Here’s where the difference in browser functionality, between a domain and a workgroup, becomes important. If you have a domain with an extra master browser, that master browser will eventually communicate with the domain master browser, and its browse list will become integrated with the domain browse list. With the extra master browser on the same subnet as the domain master browser, or on a different subnet, a domain with multiple browser segments will not be a major problems.

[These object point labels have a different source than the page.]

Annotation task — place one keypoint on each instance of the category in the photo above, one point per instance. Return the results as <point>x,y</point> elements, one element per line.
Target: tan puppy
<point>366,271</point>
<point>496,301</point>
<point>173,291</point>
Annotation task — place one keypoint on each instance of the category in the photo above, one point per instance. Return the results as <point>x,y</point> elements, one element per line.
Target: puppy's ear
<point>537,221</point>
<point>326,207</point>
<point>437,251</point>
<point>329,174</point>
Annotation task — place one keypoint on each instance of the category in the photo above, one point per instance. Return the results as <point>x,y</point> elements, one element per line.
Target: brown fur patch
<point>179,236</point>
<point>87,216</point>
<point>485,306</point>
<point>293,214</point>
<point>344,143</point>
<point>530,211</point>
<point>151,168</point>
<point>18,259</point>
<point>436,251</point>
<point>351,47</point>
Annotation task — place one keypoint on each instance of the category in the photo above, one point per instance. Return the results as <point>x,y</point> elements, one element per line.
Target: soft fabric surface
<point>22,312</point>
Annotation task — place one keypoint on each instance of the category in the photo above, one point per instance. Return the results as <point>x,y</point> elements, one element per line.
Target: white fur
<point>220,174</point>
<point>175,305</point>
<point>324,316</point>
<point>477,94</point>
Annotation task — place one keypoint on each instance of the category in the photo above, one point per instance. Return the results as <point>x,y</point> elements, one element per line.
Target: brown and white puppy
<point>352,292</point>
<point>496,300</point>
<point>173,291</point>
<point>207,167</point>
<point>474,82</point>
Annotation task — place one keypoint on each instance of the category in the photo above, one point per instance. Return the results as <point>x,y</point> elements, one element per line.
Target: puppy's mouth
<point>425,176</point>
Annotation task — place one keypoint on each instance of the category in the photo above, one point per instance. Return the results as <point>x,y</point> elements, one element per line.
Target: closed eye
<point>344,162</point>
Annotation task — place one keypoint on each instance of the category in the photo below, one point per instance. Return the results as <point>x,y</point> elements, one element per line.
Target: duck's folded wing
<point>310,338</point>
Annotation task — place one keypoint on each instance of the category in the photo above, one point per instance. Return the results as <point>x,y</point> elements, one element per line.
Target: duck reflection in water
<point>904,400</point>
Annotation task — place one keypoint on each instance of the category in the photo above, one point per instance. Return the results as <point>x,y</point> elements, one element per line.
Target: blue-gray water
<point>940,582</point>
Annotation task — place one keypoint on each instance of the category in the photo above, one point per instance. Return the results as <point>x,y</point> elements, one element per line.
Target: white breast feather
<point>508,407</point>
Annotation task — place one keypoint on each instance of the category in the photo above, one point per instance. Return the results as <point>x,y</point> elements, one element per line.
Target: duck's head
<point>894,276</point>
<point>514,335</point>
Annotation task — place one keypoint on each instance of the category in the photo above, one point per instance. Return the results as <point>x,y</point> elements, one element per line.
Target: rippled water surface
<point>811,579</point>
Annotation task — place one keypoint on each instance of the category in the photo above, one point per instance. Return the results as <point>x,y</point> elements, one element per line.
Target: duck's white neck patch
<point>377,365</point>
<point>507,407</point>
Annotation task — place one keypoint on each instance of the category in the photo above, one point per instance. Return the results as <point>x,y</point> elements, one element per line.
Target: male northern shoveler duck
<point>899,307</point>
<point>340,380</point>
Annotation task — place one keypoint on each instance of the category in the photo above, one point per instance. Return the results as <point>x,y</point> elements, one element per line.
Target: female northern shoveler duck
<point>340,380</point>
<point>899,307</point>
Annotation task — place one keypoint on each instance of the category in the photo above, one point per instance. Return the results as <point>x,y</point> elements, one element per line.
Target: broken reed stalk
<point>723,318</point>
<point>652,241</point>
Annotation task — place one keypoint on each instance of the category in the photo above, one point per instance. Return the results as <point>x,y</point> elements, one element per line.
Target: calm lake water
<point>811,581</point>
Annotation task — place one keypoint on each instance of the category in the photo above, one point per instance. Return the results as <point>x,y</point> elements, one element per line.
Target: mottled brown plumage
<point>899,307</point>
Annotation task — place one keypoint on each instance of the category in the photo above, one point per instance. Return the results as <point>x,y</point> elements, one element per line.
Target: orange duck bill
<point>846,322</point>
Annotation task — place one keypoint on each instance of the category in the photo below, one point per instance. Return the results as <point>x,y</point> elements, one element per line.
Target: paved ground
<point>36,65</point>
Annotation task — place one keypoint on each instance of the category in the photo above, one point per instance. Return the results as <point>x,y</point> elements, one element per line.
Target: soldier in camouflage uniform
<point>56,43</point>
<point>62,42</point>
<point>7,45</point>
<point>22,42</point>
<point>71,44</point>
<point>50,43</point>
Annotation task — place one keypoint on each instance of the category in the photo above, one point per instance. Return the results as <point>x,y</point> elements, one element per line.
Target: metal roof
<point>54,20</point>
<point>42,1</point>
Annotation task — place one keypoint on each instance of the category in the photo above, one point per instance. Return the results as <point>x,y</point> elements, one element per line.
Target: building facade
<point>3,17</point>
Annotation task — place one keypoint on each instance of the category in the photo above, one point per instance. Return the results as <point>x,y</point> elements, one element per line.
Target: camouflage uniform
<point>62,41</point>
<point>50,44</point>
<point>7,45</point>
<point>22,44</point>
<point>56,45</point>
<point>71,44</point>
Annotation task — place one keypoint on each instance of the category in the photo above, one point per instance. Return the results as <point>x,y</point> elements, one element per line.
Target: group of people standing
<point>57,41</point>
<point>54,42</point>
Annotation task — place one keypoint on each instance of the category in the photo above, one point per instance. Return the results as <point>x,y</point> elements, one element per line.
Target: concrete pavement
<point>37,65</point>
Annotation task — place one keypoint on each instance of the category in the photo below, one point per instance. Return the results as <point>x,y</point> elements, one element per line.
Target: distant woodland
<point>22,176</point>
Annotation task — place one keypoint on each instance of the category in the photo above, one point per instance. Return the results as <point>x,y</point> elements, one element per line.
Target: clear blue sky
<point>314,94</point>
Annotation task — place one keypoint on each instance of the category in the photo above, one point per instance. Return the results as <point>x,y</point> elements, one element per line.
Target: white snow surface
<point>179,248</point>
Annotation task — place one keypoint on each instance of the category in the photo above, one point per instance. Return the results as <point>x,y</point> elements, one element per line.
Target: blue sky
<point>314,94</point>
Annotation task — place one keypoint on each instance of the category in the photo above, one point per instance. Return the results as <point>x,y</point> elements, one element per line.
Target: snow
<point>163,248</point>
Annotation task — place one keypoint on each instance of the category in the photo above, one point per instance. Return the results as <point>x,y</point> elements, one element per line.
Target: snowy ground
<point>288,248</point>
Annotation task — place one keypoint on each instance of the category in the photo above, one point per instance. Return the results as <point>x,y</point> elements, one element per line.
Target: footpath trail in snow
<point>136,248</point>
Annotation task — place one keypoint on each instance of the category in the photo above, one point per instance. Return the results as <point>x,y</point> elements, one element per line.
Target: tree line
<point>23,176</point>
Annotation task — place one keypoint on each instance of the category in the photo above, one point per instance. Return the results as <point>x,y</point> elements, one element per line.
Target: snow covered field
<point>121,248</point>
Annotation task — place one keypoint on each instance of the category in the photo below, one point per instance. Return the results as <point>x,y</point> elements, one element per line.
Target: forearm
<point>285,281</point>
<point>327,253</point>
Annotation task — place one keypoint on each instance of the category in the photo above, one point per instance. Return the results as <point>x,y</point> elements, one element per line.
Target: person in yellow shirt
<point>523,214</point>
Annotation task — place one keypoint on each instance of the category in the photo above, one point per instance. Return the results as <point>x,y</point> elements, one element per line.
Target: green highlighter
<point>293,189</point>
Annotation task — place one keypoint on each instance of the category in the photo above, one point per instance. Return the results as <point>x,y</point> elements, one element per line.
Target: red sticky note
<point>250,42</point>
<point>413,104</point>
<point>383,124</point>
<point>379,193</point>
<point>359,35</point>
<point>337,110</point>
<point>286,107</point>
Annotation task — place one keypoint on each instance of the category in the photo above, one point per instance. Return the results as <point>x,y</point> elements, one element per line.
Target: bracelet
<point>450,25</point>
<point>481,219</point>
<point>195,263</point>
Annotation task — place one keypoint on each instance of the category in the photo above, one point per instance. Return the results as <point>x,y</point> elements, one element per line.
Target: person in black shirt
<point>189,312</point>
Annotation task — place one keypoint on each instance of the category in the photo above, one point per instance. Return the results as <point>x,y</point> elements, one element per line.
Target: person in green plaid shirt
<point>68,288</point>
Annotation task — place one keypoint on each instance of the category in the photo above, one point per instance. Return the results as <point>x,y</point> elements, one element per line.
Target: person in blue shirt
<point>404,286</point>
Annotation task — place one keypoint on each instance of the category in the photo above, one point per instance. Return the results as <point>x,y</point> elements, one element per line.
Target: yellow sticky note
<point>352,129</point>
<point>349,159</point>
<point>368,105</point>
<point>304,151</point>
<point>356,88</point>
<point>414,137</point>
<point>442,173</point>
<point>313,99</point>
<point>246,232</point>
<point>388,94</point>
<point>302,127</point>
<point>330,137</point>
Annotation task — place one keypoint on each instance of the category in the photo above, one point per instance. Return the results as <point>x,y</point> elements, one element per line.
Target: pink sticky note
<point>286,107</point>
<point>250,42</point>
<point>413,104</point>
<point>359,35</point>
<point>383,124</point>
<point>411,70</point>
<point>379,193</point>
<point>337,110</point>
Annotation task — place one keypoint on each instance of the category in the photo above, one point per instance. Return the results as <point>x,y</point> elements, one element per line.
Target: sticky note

On the other hand, a workgroup with multiple browser segments will leave you with two master browsers that wont be able to see each other. Master browsers communicate only with their known backup browsers, and with the domain master browser.

With no domain master browser, the two browser segments will remain separate. Some servers will report their presence to one master browser, and others to another. Some clients will get their browse list from one browser, and others from another. And you will have different browse lists (Network Neighborhood displays) all over the workgroup.

>>Top

How Can I Prevent Browser Problems?
Please start with a clean (unencumbered) protocol stack. The browser depends upon NetBIOS datagrams, and the more protocols there are for NetBIOS to bind with, the more chaotic the browser service will be.

In a workgroup, if you can’t control the chaotic environment, which is unlikely, the best thing to do is to restrict the number of browsers on the network. By doing that, you lessen the possibility of master browser changes and conflicts. So the advice given is generally to use one (or two, with the second being the backup) browsers, and turn the service off on all others.

To stop the Windows 9x Browse Master:

  • From Control Panel – Network, double click on “File and printer sharing for Microsoft Networks”.
  • In “File and printer sharing for Microsoft Networks Properties”, change the Value for Browse Master to Disabled.
  • Hit OK, and restart the system.

To stop the Browser on a Windows NT/2000/XP system, simply set the Computer Browser service to Stopped and Disabled.

Any time you change the browser setup on your LAN, you may have to wait for up 51 minutes, before all computers are synchronised. If this latency period is unacceptable, you may restart each computer. For maximum reliability, power all computers off; when all computers are off, power each one back on again, starting with the one which you want to serve as the master browser.

Of course, even with just two browsers on the LAN, you could (as noted above) end up with a browser conflict. And if both browsers should be offline, or separated from the rest of the LAN, you will have no browser service in the rest of the LAN. So reducing your browser population to two is not a cure all, nor is it guaranteed to produce success all of the time.

You can at least identify any browser related problems, using Microsoft’s Browstat utility, and my troubleshooting guide, Irregularities In Workgroup Visibility.

For more information about the browser subsystem, which is a very intricate component of Windows, you might want to read Microsoft’s articles

>>Top

Summary Rules for Dealing With the Browser

  1. Diagnose the problem before making changes to the browser infrastructure. As I said, the complaint “I can’t always see all of the computers from every computer” is a good symptom of a browser conflict. Lack of “always” or “all” in the complaint may indicate a different cause. Don’t go changing the browser setup without having some chance of producing results.
  2. Browstat, which only works on Windows NT systems, is a good diagnostic tool, when only Windows NT / 2000 / 2003 / XP systems are involved.
  3. It is best to run the browser service on any wired server on the LAN, and let the browser subsystem elect a master browser as necessary.
  4. If you have a small LAN with no computers running a server OS, all servers are potential master browsers. If you take any server offline, and it is powered up, you need to power it off before reconnecting it (or at least restart it while reconnecting it). Or be prepared to diagnose browser conflicts.
  5. If you have a small LAN with no computers running a server OS, and any of the servers are wirelessly connected, disable the browser service on all wirelessly connected servers. Or be prepared to diagnose browser conflicts.